After four years of dedicated activism, a group of Florida pro-lifers is celebrating a “David and Goliath victory” after consistent pressure apparently forced a Planned Parenthood program not to re-apply for a county grant.
Planned Parenthood of South Florida and the Treasure Coast has acknowledged it will not request a $50,000 grant from the Martin County Children’s Services Council for its La Promesa program, which was aimed at teaching the Hispanic community about contraception and abortion, in fiscal year 2010/11.
While Planned Parenthood blamed “the unrelenting harassment by radical community members” for their decision, local pro-lifers denied claims of harassment, and said they merely exposed the program’s uselessness and questionable reporting practices.
Local pro-life activist Ed Daccarett told LifeSiteNews.com (LSN) that pro-lifers could not say for sure why Planned Parenthood declined to apply for funding, except “we think that we did such a job in proving that the program was a total waste.”
“We hung on to this issue [to de-fund PP] like junk yard dogs,” said Daccarett. “We simply would not let go!”
After the council lent a deaf ear to moral and religious concerns expressed by pro-lifers, the group began to investigate the specifics of the PP program, including whether there was a need in the community for such a program, and how it compared with similar services that were already being provided in the county, Daccarett explained.
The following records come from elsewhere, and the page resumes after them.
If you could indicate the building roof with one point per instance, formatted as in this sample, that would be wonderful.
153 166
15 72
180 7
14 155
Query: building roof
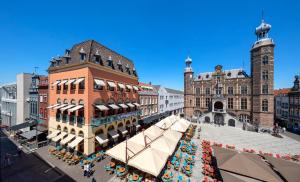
229 74
92 49
147 89
282 91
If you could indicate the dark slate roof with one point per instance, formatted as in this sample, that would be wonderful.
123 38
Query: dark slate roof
174 91
169 90
91 49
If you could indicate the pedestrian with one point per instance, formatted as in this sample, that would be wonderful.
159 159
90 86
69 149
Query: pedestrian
19 151
84 170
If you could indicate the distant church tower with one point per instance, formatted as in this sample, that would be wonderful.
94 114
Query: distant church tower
188 89
262 72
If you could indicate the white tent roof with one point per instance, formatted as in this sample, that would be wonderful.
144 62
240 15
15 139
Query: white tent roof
150 160
59 137
67 139
173 135
164 144
53 134
179 126
119 151
75 142
165 123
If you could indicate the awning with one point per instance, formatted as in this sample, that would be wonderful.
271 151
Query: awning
129 87
101 139
67 107
70 81
123 106
49 107
53 134
59 137
30 134
130 105
60 106
111 84
55 83
137 104
135 88
63 82
121 85
113 134
79 80
99 82
113 106
75 108
75 142
102 107
23 125
67 139
137 126
123 130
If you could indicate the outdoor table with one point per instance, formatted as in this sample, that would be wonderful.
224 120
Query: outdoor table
121 169
135 177
112 164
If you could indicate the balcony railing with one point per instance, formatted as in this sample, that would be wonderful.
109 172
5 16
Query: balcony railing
80 121
104 120
58 116
65 117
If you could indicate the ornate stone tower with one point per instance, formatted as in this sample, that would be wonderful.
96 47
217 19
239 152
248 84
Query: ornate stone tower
189 97
262 72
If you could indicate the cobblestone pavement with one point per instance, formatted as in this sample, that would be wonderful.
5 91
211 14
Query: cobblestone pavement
75 171
250 140
27 167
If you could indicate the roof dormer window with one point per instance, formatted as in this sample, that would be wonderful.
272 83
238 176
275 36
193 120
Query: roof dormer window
120 65
98 59
110 62
82 55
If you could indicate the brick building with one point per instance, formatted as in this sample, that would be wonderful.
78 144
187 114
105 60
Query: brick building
233 97
294 105
149 103
93 98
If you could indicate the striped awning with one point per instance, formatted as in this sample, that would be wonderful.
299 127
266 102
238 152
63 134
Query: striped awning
111 84
99 82
102 107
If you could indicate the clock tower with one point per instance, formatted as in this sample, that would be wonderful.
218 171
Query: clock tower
262 72
189 97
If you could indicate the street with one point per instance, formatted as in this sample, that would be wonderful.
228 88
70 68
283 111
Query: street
27 167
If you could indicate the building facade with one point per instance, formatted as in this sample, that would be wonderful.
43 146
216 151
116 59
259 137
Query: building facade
281 110
170 101
8 104
233 95
93 97
148 96
38 100
294 105
24 81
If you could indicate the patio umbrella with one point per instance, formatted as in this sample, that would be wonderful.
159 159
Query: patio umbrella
151 161
289 170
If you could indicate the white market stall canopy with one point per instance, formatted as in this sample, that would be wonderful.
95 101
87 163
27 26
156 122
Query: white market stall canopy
149 150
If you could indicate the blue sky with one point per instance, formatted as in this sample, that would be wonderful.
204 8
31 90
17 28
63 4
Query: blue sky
156 35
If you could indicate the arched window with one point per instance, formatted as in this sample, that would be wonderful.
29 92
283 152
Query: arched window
197 91
264 105
80 133
72 131
265 60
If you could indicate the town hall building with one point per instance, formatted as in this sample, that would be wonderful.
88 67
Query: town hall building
233 97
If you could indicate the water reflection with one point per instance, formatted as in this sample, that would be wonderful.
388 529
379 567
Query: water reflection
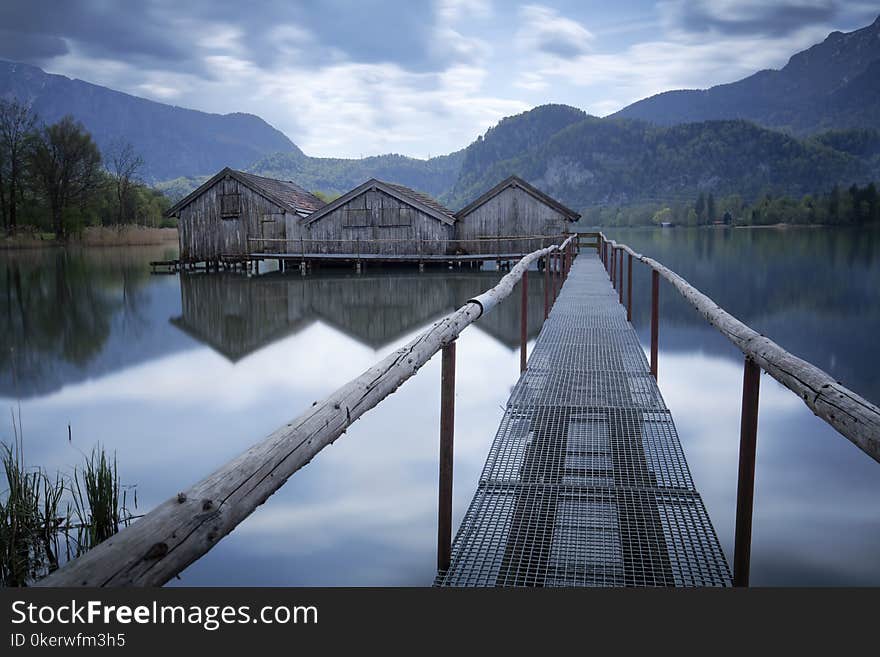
69 315
180 374
237 315
817 293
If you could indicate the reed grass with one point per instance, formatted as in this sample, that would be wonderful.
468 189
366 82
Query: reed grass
36 535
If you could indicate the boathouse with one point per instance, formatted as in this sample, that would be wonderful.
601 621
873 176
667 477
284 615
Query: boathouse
513 208
380 218
235 212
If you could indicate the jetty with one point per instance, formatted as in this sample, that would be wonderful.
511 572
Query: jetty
585 484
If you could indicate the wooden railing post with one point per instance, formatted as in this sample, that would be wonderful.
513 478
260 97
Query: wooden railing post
745 486
546 286
629 288
523 322
554 275
447 431
655 319
614 267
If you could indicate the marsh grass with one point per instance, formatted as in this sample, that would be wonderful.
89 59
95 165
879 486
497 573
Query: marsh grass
45 522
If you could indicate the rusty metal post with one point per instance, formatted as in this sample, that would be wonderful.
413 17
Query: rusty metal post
745 486
447 431
655 319
524 321
546 286
629 288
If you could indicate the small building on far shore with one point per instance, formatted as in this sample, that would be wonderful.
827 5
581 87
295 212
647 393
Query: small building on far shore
234 213
512 209
383 218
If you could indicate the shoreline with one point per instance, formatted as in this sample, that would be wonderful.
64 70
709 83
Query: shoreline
94 236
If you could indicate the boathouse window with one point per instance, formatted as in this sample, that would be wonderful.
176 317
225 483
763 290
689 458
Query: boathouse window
230 200
230 206
395 215
355 218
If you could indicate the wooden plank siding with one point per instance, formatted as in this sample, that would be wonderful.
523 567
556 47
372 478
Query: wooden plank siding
512 211
219 221
376 222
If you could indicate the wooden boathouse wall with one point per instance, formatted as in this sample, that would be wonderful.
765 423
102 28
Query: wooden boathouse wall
512 208
374 221
219 221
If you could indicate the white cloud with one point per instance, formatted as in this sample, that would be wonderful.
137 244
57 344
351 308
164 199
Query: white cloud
647 68
545 31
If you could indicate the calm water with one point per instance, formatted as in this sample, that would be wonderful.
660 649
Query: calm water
180 374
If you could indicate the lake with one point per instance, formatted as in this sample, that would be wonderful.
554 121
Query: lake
179 373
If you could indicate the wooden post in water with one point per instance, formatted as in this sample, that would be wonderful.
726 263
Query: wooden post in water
745 486
655 319
629 288
447 431
523 322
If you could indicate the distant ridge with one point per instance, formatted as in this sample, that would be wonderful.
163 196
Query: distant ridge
172 140
832 85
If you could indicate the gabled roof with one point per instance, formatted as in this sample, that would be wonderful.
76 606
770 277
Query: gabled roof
419 201
285 194
516 181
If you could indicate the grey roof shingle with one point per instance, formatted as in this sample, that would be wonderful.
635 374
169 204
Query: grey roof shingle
285 190
424 199
285 193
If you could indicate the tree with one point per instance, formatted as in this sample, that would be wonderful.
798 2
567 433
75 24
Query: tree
661 216
834 205
16 131
700 207
67 167
124 164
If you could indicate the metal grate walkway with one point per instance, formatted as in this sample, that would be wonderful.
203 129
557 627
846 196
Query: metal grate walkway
586 483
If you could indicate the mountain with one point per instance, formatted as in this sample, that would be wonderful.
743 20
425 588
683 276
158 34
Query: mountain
834 84
172 140
597 161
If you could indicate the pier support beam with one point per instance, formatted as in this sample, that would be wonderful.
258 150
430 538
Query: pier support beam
447 430
745 486
655 320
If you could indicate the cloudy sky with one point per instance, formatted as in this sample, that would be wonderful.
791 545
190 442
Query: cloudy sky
352 78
He said the group interviewed 17 community and Hispanic leaders and approximately 100 Hispanic youth. In a community of no more that 3,200 Hispanics, most had no knowledge of the program – and of the handful of community leaders that knew of the Planned Parenthood program, all reported that the program was useless and a waste.
“No one saw the need for it,” said Daccarett.
The pro-life activists also say they discovered that the number of program “contacts” that was reported by Planned Parenthood’s CEO, Lillian Tamayo – 12,000 Hispanics over a five year period - would have meant that every Hispanic man, woman and child in the community was contacted close to four times each. In addition, they said, Florida Statute 125. 901 specifically state that the Council is to help children, not adults – yet Planned Parenthood reports emanating from five years of funding state that 96% of “contacts” were adults.
The group conducted an entire spectrum of activities to counter the PP program – ranging from prayer, fasting, pickets, protests, witnessing, public comments at the Council’s monthly meeting and legislative venues, TV interviews, and contacting the governor’s office.
As the pressure mounted, and negative newspaper articles appeared against Planned Parenthood and the Children’s Services Council, two board chairs resigned, as well as the executive director and a few council members. These events appeared to have been either a direct, indirect or incidental result of the pro-life activities.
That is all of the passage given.